Hamidou AnneCette année, le sommet aura une double spécificité. D’abord au plan symbolique avec le retour au pays de Léopold Sédar Senghor qui est le père de la Francophonie politique. Ensuite, la fin du mandat d’Abdou Diouf, Secrétaire général depuis dix ans de l’OIF qui clôt un cycle entamé au sommet de Beyrouth. Le monde francophone revient à Dakar avec un questionnement crucial sur le devenir de l’instrument qui fédère ses énergies et ses ambitions, mais aussi dans l’optique de maintenir le français au centre du débat international, malgré l’uniformisation linguistique et culturelle que serait tentée d’imposer la mondialisation.

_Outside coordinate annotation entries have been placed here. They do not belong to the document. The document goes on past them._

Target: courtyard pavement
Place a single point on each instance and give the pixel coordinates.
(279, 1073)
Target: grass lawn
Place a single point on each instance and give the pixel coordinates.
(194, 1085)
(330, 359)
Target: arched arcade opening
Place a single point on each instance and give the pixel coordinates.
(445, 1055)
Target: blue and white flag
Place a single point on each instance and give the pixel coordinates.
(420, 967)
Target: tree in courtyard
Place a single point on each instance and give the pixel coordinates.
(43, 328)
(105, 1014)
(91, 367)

De son inspiration à la traduction concrète, la Francophonie a traversé la dernière moitié du xxe siècle sous différents aspects. Son « péché » originel, qu’elle traîne toujours d’ailleurs, fut l’illusion de perpétuer une domination coloniale française même après le « non » de Sékou Touré et la vague d’indépendances des années 1960. Malgré ce fardeau congénital qui fait encore le lit de plusieurs critiques parfois objectives, d’autres fois stériles, notamment en Afrique, il est indéniable que depuis 1970 et la naissance de l’ACCT, la Francophonie a à son actif de nombreuses réalisations. Notre langue progresse dans le monde, la culture francophone reste foisonnante et largement consommée, nos valeurs démocratiques et progressistes s’imposent d’abord dans les États membres et même au-delà. La Déclaration de Bamako reste un texte emblématique dans l’architecture juridique internationale en matière de paix, de sécurité et de préservation des droits humains.

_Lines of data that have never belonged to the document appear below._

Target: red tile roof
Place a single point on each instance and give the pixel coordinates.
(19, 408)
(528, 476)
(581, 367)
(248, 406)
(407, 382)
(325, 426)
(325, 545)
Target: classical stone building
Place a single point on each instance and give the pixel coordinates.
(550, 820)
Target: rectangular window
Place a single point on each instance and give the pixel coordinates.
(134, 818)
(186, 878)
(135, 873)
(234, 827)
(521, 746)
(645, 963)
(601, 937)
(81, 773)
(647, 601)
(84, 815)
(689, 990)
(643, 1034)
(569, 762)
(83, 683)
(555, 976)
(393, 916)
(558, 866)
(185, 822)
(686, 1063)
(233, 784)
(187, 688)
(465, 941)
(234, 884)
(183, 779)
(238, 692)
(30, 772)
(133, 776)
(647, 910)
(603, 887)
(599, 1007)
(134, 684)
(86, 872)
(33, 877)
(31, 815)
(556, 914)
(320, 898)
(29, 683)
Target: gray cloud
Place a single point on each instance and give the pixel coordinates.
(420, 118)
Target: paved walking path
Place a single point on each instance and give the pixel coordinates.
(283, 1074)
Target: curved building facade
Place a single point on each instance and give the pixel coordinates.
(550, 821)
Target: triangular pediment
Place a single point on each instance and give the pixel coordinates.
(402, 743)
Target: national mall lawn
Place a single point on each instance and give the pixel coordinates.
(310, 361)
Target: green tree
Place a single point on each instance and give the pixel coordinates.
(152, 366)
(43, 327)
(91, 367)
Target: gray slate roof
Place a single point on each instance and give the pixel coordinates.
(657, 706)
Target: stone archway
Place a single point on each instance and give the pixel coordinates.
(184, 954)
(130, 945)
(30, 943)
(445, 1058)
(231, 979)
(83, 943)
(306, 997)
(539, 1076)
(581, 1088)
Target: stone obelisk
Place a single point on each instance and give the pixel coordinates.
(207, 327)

L’aventure a été entamée sous le joug d’une Francophonie linguistique, puis culturelle. Depuis 2000, la Francophonie a pris un tournant politique et s’est imposée comme un acteur incontournable aujourd’hui en matière électorale et dans la sphère des relations internationales ponctuée par des rapports de forces et de constants jeux d’intérêts. Il est indispensable que la Francophonie capitalise ses succès et en fasse un levier d’émergence. Dès lors, il faut une réelle prise en compte de la dimension économique de la langue française et de la Francophonie. Et ce volet assez marginal dans le projet des pères fondateurs masque mal une forme de malaise que nous francophones avons toujours développée vis-à-vis de l’économie, du marché.

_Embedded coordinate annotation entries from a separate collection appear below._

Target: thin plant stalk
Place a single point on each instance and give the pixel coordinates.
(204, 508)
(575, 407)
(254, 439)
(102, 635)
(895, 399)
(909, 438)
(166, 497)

Or, notre espace qui compte une multitude de pays pauvres, au-delà de la spécificité linguistique et culturelle qui est la sienne, doit également être pleinement une aire de développement et d’échanges économiques. « Femmes et Jeunes en Francophonie : vecteurs de paix, acteurs de développement », thème choisi par le Sénégal pour ce XVe sommet de Dakar, montre que le pays de Senghor se positionne sur un débat majeur et extrêmement temporel. Ce thème est donc intéressant dans le renversement du paradigme actuel, car il permet de développer une perspective nouvelle qui devra être le lieu d’expression de discours futurs et de nouveaux enjeux de l’organisation à travers des acteurs nouveaux.

Mettre l’accent sur les forces montantes que sont les femmes et les jeunes dans l’hypothèse de l’émergence en Afrique et dans le monde francophone est intéressant et doit trouver un écho favorable dans les débats à Dakar. Et dans cet envol économique que la Francophonie doit amorcer à l’issue de ce sommet de Dakar, l’Afrique est appelée forcément à jouer un rôle de premier plan. Les projections les plus sérieuses évoquent un nombre de 700 millions de francophones en 2050, avec une majorité de locuteurs en Afrique.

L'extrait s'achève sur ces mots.